Su recuerdo del pasado era un millón de páginas leídas bajo una luz incandescente y puertas que se abrían cuando él llegaba con pesados maletines a cien tribunales diferentes. En las décadas que recordaba, siempre era de noche o la mañana del juicio y sus emociones eran una intensa mezcla de concentrada determinación y angustia contenida. Meditaba mientras estaba en casa, sus hijos hablaban sin recibir respuesta mientras él estudiaba tácticas, un recurso cauteloso para un interrogatorio, y tendía una mano tierna para callarlos mientras pensaba en otra cosa. Había llegado lejos. Estaba en la oficina, con sus puros, sus libros, su teléfono y sus clientes desde las siete de la mañana hasta las nueve o diez de la noche. Luego llegaba a una casa silenciosa. Los niños dormían.
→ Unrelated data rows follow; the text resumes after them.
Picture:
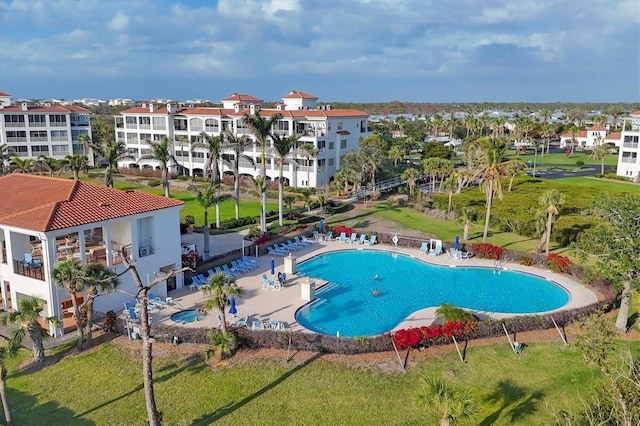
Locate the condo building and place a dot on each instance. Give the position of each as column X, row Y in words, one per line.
column 332, row 132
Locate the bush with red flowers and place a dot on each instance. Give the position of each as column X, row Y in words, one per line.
column 486, row 251
column 558, row 263
column 338, row 229
column 431, row 335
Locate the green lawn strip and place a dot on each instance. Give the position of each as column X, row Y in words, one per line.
column 105, row 387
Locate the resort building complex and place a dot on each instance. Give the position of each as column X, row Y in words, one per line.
column 628, row 157
column 45, row 220
column 324, row 135
column 31, row 129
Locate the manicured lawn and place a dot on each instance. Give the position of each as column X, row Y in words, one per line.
column 105, row 387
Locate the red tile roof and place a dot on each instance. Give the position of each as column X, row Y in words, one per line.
column 45, row 204
column 295, row 94
column 52, row 108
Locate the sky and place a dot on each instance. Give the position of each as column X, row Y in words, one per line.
column 437, row 51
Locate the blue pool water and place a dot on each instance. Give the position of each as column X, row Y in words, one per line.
column 188, row 315
column 347, row 305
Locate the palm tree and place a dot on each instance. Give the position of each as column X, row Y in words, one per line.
column 221, row 288
column 551, row 200
column 490, row 172
column 69, row 275
column 214, row 146
column 261, row 129
column 308, row 151
column 161, row 152
column 238, row 145
column 449, row 403
column 77, row 164
column 24, row 166
column 98, row 280
column 27, row 321
column 410, row 176
column 212, row 195
column 7, row 350
column 282, row 147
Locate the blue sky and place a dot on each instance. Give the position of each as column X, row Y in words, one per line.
column 338, row 50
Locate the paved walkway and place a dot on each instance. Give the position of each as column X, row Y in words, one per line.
column 282, row 305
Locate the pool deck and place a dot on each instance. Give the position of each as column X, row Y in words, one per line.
column 265, row 305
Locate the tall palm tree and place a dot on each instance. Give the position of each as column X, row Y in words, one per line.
column 98, row 280
column 26, row 318
column 161, row 152
column 451, row 404
column 490, row 173
column 214, row 146
column 77, row 164
column 7, row 350
column 211, row 195
column 261, row 129
column 551, row 200
column 220, row 288
column 282, row 148
column 68, row 275
column 238, row 145
column 24, row 165
column 308, row 151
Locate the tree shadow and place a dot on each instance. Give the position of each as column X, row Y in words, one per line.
column 514, row 401
column 221, row 412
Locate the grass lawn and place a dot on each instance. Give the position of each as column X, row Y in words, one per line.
column 105, row 387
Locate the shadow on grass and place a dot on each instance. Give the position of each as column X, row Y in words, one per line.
column 220, row 413
column 514, row 401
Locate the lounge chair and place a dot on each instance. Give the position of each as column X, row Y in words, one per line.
column 156, row 300
column 424, row 247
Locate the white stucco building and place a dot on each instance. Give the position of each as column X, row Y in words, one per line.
column 333, row 132
column 44, row 220
column 628, row 156
column 31, row 130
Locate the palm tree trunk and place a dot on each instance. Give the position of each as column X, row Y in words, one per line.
column 205, row 232
column 623, row 312
column 487, row 216
column 3, row 395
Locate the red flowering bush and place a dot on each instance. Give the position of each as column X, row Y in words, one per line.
column 486, row 251
column 338, row 229
column 558, row 263
column 433, row 334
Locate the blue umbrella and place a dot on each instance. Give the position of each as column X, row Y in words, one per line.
column 232, row 306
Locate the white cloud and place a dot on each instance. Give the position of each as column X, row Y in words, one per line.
column 119, row 22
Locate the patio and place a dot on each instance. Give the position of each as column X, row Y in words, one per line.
column 271, row 305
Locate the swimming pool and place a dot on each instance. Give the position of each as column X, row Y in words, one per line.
column 188, row 315
column 347, row 305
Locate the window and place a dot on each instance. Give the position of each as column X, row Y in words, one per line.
column 159, row 123
column 37, row 120
column 38, row 135
column 59, row 135
column 145, row 122
column 14, row 120
column 60, row 149
column 16, row 136
column 57, row 120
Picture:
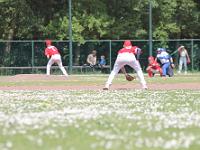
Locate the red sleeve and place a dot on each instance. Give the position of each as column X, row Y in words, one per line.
column 134, row 49
column 46, row 52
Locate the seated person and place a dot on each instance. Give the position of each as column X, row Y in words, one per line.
column 166, row 62
column 102, row 61
column 92, row 59
column 153, row 67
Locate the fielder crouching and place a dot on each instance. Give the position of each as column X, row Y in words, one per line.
column 53, row 55
column 126, row 56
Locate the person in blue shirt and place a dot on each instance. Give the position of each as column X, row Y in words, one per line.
column 166, row 62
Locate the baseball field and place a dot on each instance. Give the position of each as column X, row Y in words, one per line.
column 59, row 113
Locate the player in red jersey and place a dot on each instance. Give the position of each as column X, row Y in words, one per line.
column 153, row 67
column 53, row 55
column 126, row 56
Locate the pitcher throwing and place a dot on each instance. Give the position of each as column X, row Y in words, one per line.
column 53, row 55
column 126, row 56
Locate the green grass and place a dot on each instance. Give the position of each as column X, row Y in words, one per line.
column 96, row 80
column 113, row 120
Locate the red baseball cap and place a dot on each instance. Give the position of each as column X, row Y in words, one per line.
column 127, row 43
column 48, row 42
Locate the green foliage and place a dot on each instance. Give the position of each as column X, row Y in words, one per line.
column 99, row 19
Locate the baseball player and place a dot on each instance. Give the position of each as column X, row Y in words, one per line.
column 166, row 62
column 153, row 67
column 126, row 56
column 184, row 58
column 53, row 55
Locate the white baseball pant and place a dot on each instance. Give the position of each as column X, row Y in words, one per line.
column 127, row 59
column 182, row 61
column 56, row 59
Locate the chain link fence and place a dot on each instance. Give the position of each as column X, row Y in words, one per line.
column 19, row 57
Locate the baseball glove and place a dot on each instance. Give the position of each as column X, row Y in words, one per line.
column 129, row 77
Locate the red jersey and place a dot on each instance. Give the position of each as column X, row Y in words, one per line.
column 51, row 50
column 154, row 65
column 125, row 50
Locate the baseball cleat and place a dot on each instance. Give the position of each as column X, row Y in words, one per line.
column 144, row 87
column 105, row 88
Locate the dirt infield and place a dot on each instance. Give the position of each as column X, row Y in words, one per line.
column 124, row 86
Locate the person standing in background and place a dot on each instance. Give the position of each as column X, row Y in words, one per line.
column 92, row 59
column 184, row 59
column 52, row 53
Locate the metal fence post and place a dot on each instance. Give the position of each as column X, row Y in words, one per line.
column 32, row 55
column 192, row 54
column 150, row 29
column 70, row 37
column 110, row 50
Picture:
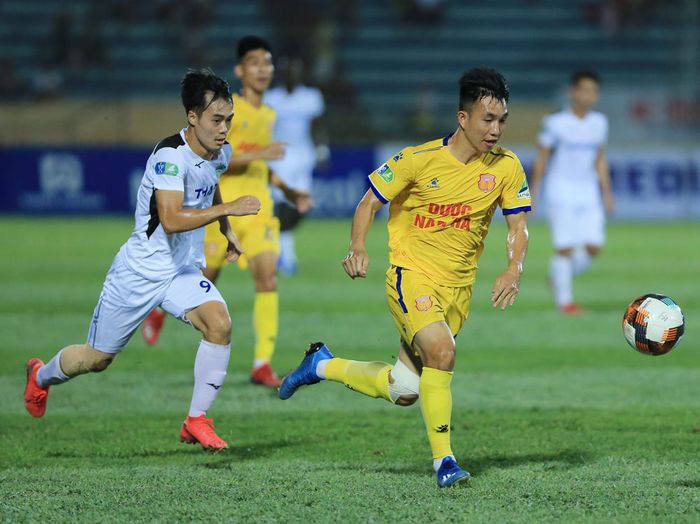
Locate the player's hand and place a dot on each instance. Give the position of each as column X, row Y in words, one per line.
column 233, row 251
column 245, row 205
column 609, row 203
column 303, row 201
column 274, row 151
column 356, row 263
column 505, row 289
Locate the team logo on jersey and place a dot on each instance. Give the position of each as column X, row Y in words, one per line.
column 524, row 191
column 486, row 182
column 424, row 303
column 386, row 173
column 166, row 168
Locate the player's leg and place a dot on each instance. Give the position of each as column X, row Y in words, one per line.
column 289, row 218
column 592, row 237
column 564, row 230
column 263, row 250
column 398, row 383
column 195, row 300
column 69, row 362
column 124, row 302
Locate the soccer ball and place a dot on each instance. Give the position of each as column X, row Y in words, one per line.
column 653, row 324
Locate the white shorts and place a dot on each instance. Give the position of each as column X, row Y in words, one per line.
column 127, row 299
column 576, row 224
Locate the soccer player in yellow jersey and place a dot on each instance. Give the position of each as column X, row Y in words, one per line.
column 248, row 174
column 443, row 196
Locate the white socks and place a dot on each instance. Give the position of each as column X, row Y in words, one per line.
column 210, row 367
column 287, row 248
column 561, row 271
column 321, row 368
column 51, row 374
column 581, row 260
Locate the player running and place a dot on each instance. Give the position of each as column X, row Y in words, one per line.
column 298, row 108
column 578, row 193
column 160, row 264
column 443, row 196
column 248, row 173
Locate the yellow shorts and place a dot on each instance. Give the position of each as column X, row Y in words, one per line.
column 416, row 301
column 256, row 234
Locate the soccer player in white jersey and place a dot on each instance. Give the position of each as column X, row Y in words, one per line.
column 298, row 109
column 160, row 264
column 577, row 193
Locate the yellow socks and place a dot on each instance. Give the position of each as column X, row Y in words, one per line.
column 265, row 320
column 436, row 405
column 369, row 378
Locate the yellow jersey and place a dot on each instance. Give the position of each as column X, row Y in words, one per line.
column 251, row 129
column 441, row 209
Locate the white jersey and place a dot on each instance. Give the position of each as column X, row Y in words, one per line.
column 296, row 112
column 575, row 143
column 151, row 252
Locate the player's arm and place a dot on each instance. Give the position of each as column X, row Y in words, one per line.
column 301, row 199
column 233, row 250
column 538, row 169
column 239, row 163
column 357, row 260
column 175, row 218
column 603, row 169
column 507, row 283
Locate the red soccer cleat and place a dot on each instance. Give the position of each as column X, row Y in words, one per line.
column 35, row 396
column 265, row 376
column 571, row 309
column 152, row 325
column 201, row 429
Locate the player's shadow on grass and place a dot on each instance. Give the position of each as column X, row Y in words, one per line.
column 228, row 458
column 560, row 460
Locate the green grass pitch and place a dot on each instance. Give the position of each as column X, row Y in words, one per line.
column 556, row 417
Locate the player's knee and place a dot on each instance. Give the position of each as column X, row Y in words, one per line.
column 100, row 364
column 217, row 326
column 94, row 360
column 403, row 385
column 442, row 356
column 406, row 400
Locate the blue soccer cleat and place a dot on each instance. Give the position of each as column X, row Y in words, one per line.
column 305, row 374
column 450, row 474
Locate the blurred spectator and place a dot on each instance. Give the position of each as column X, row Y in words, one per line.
column 61, row 44
column 423, row 121
column 47, row 81
column 325, row 52
column 12, row 85
column 91, row 43
column 428, row 12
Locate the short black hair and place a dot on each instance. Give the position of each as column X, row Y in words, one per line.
column 479, row 83
column 195, row 85
column 584, row 74
column 250, row 43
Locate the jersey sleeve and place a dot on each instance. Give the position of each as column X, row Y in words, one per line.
column 168, row 170
column 515, row 197
column 605, row 132
column 389, row 179
column 548, row 136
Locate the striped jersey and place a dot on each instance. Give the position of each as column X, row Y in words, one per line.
column 173, row 166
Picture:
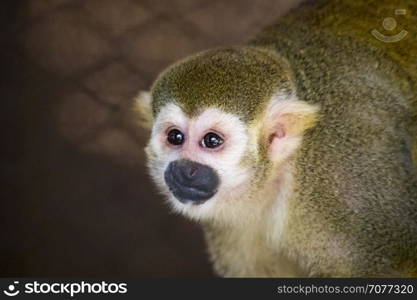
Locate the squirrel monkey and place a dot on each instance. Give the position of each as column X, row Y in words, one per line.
column 295, row 152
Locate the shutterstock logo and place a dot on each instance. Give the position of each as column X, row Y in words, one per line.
column 59, row 288
column 12, row 290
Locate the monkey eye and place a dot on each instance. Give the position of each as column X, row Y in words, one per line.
column 211, row 140
column 175, row 137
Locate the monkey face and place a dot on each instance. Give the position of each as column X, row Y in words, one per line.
column 198, row 160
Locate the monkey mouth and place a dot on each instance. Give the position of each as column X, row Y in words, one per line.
column 186, row 193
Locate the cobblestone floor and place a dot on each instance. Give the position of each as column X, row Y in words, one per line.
column 79, row 200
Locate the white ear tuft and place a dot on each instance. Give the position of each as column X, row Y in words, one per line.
column 143, row 106
column 285, row 122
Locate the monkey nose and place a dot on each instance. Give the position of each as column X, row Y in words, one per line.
column 190, row 181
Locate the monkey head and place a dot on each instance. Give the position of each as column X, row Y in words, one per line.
column 224, row 123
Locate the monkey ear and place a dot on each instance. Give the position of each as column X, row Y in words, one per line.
column 143, row 107
column 286, row 121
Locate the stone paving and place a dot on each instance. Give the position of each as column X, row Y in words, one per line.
column 87, row 207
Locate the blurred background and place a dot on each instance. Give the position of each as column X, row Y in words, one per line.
column 75, row 196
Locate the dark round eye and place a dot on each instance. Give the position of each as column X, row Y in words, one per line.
column 212, row 140
column 175, row 137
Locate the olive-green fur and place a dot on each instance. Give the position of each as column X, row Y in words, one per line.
column 239, row 80
column 356, row 198
column 354, row 211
Clara esperaba leyendo un libro en el salón silencioso, y el aroma de la cena impregnaba la casa: una imagen de orden, eficacia, suficiencia.

¿Lo había convencido esa pose? ¿Durante cuántos años se había consolado con la idea de que no discutían, de que ella rara vez lo criticaba como otras esposas? A Clara le habría parecido una vulgaridad. Desde luego, él la trataba con amabilidad. Rara vez ignoraba sus deseos. Pero, por otra parte, había sabido elegir, pues ella rara vez hablaba en su propio nombre. Claro que habían tenido fricciones. ¿Quién no las tenía? El período en que los hijos se habían ido a la universidad había turbado profundamente a Clara. Cuando Kate se fue, hubo ocasiones en que Stern la encontró llorando en la oscuridad. Allí estaba, cada día, esa callada insinuación, palpitando como una magulladura: a Clara no le gustaba su vida. Él intentó calmarla y ella lo dijo abiertamente agobiada por quejas que había silenciado durante años. Pero siguieron adelante y Clara al fin recobró la compostura, la tensa sonrisa, la voluntad. Era como un pastor sueco, que sufría el tormento existencial en el silencio y la penumbra.

Stern nunca había bebido mucho y el vino lo adormilaba en esas noches de vagabundeo. De pronto despertaba en una silla, la boca reseca, las luces encendidas.

Una noche, un vívido sueño lo despertó. Se estaba bañando en Punta del Lobo, en el río Kindle. De pronto las aguas se arremolinaban y él pateaba y forcejeaba arrastrado por la blanca espuma. En la costa, entre los árboles, su madre, su padre y su hermano mayor, vestidos con gruesas y oscuras prendas de lana, miraban inmóviles como estatuas. Aunque se alejaba, alcanzó a ver a Clara y los niños a través de las ramas desnudas. Estaban en un aula. Los niños permanecían sentados ante pupitres mientras Clara impartía sus enseñanzas con el dedo alzado. Aunque él gritaba mientras agitaba las piernas en las aguas caudalosas, no repararon en Stern, que luchaba contra la corriente y se alejaba cada vez más.